Other biological prognostic factors that have been extensively investigated include tumor cell telomere length, telomerase activity, and telomerase ribonucleic acid;[85,86] urinary VMA, HVA, and their ratio;[87MRP1;[88] GABAergic receptor profile;[89] dopamine; CD44 expression; TrkA gene expression; and serum neuron-specific enolase level, serum lactic dehydrogenase level, and serum ferritin level.[78] These factors are currently not in use for stratification on clinical trials.
Spontaneous Regression of Neuroblastoma
The phenomenon of spontaneous regression has been well described in infants with neuroblastoma, especially in infants with the 4S pattern of metastatic spread.[90] (Refer to the Stage Information for Neuroblastoma section of this summary for more information.)
Spontaneous regression generally occurs only in tumors with the following features:[91]

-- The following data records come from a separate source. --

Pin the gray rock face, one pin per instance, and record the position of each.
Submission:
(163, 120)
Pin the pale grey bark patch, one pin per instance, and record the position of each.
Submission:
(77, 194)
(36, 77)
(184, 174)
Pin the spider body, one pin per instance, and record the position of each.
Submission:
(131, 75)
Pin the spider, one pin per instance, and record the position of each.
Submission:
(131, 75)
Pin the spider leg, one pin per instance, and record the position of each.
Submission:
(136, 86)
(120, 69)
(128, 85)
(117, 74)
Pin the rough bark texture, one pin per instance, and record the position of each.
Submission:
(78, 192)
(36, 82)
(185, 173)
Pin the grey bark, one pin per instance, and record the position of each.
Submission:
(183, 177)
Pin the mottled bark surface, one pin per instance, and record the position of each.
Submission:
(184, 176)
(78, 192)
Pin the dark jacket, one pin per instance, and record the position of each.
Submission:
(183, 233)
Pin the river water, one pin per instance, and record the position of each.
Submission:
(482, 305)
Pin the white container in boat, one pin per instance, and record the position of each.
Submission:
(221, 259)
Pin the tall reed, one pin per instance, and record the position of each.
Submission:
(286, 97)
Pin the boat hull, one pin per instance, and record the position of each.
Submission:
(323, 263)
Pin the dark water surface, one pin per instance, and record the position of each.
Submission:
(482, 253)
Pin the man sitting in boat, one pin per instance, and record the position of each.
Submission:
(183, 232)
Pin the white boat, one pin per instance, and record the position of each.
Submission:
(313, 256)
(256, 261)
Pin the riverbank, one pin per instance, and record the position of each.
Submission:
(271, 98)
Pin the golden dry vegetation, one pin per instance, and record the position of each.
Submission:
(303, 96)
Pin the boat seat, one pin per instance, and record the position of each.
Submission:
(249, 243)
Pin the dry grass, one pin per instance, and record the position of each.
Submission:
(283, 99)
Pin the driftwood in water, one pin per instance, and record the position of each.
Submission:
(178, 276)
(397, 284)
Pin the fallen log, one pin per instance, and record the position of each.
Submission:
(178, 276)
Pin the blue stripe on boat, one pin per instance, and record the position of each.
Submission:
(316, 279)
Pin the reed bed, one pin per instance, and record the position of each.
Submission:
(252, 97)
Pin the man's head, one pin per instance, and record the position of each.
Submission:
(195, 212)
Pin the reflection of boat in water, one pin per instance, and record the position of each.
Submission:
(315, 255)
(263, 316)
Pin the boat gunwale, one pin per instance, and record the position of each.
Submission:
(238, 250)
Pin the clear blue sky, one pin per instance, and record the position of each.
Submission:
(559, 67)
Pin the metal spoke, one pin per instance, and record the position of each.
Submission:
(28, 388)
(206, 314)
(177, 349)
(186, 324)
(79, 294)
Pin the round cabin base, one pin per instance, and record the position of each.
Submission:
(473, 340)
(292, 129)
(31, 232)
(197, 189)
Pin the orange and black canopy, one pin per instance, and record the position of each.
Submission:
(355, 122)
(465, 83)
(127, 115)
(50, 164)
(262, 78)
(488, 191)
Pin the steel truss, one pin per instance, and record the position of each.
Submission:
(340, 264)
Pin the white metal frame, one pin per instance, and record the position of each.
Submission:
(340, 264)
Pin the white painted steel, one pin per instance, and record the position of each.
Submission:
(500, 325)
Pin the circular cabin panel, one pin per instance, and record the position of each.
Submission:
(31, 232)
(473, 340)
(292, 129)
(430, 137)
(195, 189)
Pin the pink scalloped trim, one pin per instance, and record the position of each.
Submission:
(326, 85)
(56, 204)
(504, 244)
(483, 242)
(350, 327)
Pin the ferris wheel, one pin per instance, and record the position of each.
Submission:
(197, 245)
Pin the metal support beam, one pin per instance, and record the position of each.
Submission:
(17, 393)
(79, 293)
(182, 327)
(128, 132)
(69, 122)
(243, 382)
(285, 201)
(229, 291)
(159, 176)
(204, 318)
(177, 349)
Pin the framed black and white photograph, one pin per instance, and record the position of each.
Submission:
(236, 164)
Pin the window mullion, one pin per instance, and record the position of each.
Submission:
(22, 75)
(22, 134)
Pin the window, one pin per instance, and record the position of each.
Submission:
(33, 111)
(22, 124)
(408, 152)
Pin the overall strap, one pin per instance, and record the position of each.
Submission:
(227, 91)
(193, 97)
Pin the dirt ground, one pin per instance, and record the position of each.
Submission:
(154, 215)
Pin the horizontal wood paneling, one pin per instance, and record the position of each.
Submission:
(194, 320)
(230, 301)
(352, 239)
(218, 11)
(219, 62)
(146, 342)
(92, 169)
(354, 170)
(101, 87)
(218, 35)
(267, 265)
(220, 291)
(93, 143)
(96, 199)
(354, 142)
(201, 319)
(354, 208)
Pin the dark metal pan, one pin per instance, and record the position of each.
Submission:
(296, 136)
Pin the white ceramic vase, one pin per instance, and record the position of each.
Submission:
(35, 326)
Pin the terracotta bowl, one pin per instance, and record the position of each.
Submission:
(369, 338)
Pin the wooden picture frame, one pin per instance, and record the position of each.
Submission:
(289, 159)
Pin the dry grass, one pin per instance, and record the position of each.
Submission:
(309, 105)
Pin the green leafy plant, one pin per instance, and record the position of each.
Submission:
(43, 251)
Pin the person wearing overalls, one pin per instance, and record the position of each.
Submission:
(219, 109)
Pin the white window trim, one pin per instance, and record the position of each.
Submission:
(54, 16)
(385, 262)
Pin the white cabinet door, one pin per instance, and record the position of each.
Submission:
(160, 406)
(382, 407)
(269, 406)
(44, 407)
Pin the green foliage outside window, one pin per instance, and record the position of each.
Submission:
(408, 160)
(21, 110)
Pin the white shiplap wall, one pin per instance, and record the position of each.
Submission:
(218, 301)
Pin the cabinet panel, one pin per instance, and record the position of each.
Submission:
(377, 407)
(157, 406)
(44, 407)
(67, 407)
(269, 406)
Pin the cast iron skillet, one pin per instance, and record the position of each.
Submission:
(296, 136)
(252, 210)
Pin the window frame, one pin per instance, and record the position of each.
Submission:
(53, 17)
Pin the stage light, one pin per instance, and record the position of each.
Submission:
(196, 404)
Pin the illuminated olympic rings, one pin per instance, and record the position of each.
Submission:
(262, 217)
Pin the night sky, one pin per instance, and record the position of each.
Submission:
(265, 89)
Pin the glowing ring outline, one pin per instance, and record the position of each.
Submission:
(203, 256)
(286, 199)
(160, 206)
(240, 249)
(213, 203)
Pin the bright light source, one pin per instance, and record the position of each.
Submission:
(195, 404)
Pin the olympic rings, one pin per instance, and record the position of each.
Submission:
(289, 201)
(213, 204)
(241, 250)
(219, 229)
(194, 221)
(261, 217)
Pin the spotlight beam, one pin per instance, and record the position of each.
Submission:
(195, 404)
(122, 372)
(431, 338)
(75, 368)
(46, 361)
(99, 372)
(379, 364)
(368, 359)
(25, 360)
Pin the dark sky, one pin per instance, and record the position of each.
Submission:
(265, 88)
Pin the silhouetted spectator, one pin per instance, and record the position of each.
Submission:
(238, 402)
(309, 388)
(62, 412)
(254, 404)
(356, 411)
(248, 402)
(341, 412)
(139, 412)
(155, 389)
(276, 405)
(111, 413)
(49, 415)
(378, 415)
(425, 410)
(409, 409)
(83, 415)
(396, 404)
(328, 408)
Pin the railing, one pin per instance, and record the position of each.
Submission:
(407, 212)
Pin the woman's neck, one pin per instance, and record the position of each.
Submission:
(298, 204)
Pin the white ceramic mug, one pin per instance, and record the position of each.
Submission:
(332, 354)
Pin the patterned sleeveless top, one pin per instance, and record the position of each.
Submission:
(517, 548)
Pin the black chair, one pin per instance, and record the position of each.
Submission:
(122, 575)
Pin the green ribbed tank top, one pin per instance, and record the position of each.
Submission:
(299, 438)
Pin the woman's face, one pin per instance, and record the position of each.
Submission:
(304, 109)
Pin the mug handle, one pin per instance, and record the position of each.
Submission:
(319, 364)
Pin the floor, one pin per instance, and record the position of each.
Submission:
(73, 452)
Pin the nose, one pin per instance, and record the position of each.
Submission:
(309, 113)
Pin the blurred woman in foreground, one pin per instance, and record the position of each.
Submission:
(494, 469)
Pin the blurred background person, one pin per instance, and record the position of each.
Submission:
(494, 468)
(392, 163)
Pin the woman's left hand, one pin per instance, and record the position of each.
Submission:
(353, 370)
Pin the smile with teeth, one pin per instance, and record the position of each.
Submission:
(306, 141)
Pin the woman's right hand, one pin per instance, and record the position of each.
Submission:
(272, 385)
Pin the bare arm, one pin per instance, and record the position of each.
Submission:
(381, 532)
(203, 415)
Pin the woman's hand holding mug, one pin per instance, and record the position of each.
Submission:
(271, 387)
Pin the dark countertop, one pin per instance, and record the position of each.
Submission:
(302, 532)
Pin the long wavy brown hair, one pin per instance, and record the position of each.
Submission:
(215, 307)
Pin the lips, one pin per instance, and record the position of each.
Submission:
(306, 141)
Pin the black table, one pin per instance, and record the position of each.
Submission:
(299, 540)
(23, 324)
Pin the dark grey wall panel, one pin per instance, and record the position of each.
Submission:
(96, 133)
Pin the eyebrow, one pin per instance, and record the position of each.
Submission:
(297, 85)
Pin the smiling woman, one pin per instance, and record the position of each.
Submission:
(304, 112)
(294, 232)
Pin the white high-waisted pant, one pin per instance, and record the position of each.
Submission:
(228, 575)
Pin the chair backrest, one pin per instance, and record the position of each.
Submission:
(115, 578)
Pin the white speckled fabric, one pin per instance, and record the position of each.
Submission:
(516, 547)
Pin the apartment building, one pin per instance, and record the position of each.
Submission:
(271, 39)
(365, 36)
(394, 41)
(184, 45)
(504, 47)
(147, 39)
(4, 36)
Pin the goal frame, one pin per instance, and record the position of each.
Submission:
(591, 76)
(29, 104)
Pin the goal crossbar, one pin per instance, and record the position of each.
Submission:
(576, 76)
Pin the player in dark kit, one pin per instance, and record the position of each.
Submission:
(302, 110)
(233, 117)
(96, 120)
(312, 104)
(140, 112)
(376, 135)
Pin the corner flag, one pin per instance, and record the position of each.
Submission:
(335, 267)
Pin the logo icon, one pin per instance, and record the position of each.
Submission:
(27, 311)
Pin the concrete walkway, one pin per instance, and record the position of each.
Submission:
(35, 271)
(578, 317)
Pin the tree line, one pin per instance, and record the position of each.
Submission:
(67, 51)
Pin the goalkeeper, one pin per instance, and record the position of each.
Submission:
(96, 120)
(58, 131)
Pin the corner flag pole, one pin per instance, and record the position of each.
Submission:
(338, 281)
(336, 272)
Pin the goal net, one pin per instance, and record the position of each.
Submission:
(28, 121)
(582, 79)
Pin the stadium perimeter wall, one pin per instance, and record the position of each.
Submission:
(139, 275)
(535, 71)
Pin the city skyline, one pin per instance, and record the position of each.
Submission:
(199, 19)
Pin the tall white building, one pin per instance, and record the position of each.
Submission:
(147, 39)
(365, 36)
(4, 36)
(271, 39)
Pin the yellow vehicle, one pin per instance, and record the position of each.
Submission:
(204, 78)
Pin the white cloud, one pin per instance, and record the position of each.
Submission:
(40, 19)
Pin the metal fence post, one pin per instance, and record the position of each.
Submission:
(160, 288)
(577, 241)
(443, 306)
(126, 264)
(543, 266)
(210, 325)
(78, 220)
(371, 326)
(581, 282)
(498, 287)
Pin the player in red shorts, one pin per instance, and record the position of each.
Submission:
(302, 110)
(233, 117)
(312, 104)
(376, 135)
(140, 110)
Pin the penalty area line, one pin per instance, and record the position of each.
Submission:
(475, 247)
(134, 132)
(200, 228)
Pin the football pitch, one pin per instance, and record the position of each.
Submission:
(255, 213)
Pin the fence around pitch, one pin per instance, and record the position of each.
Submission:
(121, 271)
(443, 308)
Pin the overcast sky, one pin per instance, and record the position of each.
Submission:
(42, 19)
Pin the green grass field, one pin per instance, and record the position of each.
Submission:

  • Near triploid number of chromosomes.
  • No MYCN amplification.
  • No loss of chromosome 1p.
Additional features associated with spontaneous regression include the lack of telomerase expression,[92,93] the expression of Ha-ras,[94] and the expression of the neurotrophin receptor TrkA, a nerve growth factor receptor.[95]
Studies have suggested that selected infants who appear to have asymptomatic, small, low-stage adrenal neuroblastoma detected by screening or during prenatal or incidental ultrasound examination, often have tumors that spontaneously regress and may be observed safely without surgical intervention or tissue diagnosis.[96-98]
Evidence (observation):
  1. In a COG study, 83 highly selected infants younger than 6 months with stage 1 small adrenal masses as defined by imaging studies were observed without biopsy. Surgical intervention was reserved for those with growth or progression of the mass or increasing concentrations of urinary catecholamine metabolites.[45]
    • Eighty-one percent were spared surgery and all were alive at 2 years of follow-up (refer to the Surgery subsection of this summary for more information).
  2. In a German clinical trial, spontaneous regression and/or lack of progression occurred in nearly one-half of 93 asymptomatic infants aged 12 months or younger with stage 1, 2, or 3 tumors without MYCN amplification.[46]
    • All were observed after biopsy and partial or no resection.